From the Detroit News
A newly formed coalition of Michigan CEOs announced Thursday it would support extending the sales tax to most services if it is lowered. Business Leaders for Michigan, an expansion of Detroit Renaissance that includes 25 corporate captains from across the state, would cut the 6-percent sales tax rate to make the change initially revenue neutral. But the plan would raise additional revenue in the future as the state continues its shift away from a goods economy and toward a service economy. David Brandon, chairman of the group and CEO of Domino's Pizza, said a "sales tax on services has to be part of the equation" as the state modernizes a tax code built for the 1950s.
Gov. Jennifer Granholm proposed a 2 percent tax on services two years ago but the plan died in the Legislature. Lawmakers passed a tax on some services late in 2007 but the levy was scrapped.
"The governor welcomes all ideas," said Liz Boyd, spokeswoman for Granholm. "But it is ironic that the business community is now calling for a sales tax on services when two years ago they're the very ones who killed it when the governor proposed it."
Past studies have indicated the state could reduce its sales tax rate to about 5 percent, if it were extended to services, and generate revenue that the 6 percent sales tax on products raises today.
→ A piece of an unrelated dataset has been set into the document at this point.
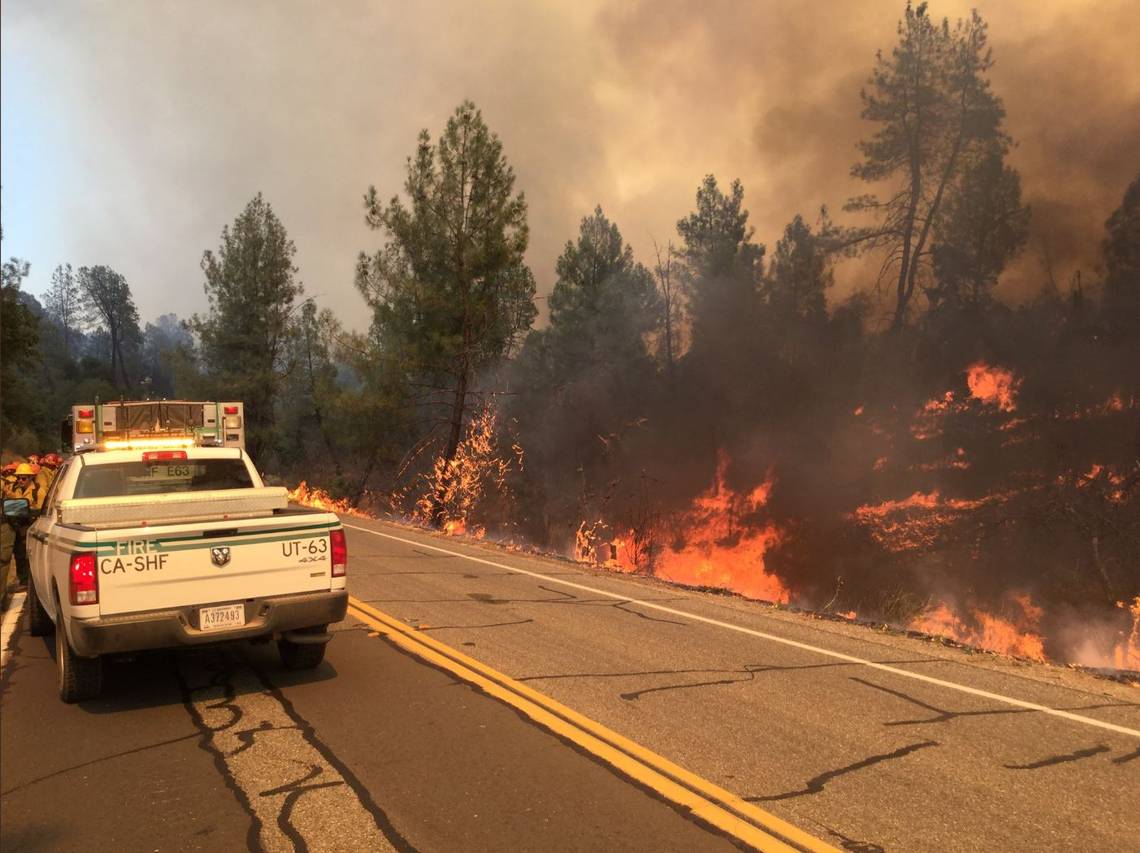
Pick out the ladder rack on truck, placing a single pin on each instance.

The Matt Millen of governors Granholm's got a point. That's because this services tax plan is a Matt Millenesque idea from this group. NO NEW TAXES. I don't care which side it is from. This will factor heavily in my voting plan if David Brandon ever does decide to run for office. No vote here.
There are the rest of the idea.
The group also proposes:
• Cutting the state government workforce 5 percent to 10 percent and lowering compensation, including benefits, to reflect the national average. - I agree to a point, but I think we need to take a longer look at government in general, not just salaries and workforce.
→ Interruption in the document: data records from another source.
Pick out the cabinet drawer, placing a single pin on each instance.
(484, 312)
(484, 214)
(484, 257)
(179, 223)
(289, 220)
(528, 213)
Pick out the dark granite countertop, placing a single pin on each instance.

• Eliminating the state tax on business equipment once the economy starts growing again.- Agreed.
• Scuttling the 22 percent surcharge on the Michigan Business Tax and reducing the corporate levy by 60 percent overall. - Agreed.
• Enacting prison management and sentencing reforms to save $400 million. - Agreed if the plan is what I think it is. Good luck selling it.
• Eliminating binding arbitration for local police and firefighters. - Undecided. Will the alternative cost more or less?
• Ending optional state services, such as programs for Medicaid recipients not required by the federal government. - Agreed.
• Consolidating administration of the state's 500-plus school districts by cutting per-student funding to districts that don't share services. - Agreed to an extent, but this will be real tough to sell.
• Reducing the number of colleges and universities "to a number the state can afford."- Is this state schools only?
• Adopting a funding formula for roads and bridges and supporting mass transit services in urban areas.- Agreed with the first, the latter only if it pays for itself. No more people movers or Wally trains with government money that does not get used.
Business Leaders for Michigan has its own website. They will likely be, for good, bad, and in between, a significant power in Lansing with the new budget issues.